The Magnifying Class #7


Sanxia haoren.

The next “Magnifying Class” is taking place tomorrow at the University of Oxford. Our group will be analysing and discussing Sanxia haoren (Still Life, 2006), directed by Jia Zhang-ke.

The film, whose original title means The Good People of the Three Gorges, is abundant in medium shots that frame people from the waist up. It is as if these persons do not have a ground to stand on. The gigantic Three Gorges Dam project is at the centre of the narrative as an engine of transformation of this region and of the lives of its people and the earth (in the Heideggerian sense of sustenance to the historical being that disappears in the turmoil of technology). Following Heidegger, we could say that the film contextualises its own origin. It provides an interpretation of the specific relationship between the cultural contrivances of existence and the natural context with which these contrivances are engaged. Perhaps this is why in some moments the ordinary becomes extra-ordinary. The idea underlying the events involving UFOs seems to be that the uneventful is not an excuse for distraction, but an opportunity for attention.

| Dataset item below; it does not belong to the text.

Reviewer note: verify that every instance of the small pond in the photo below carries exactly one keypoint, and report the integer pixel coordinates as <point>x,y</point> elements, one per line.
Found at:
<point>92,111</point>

There is not exactly a rapport between the camera and the performers. Instead, there is a kind of co-ordination since the first panoramic shots on the boat — Sanming Han turns his eyes to the landscape as the camera stops its movement to focus on him. The behaviour of the camera is often autonomous from the motion of actors. In the striking scene when a motorcyclist takes Han to the (submerged) part of the town that he is looking for, the camera apparently follows a passing boat, but then seems to be searching for, or simply steering our attention to, an inhabited piece of land where buildings still stand.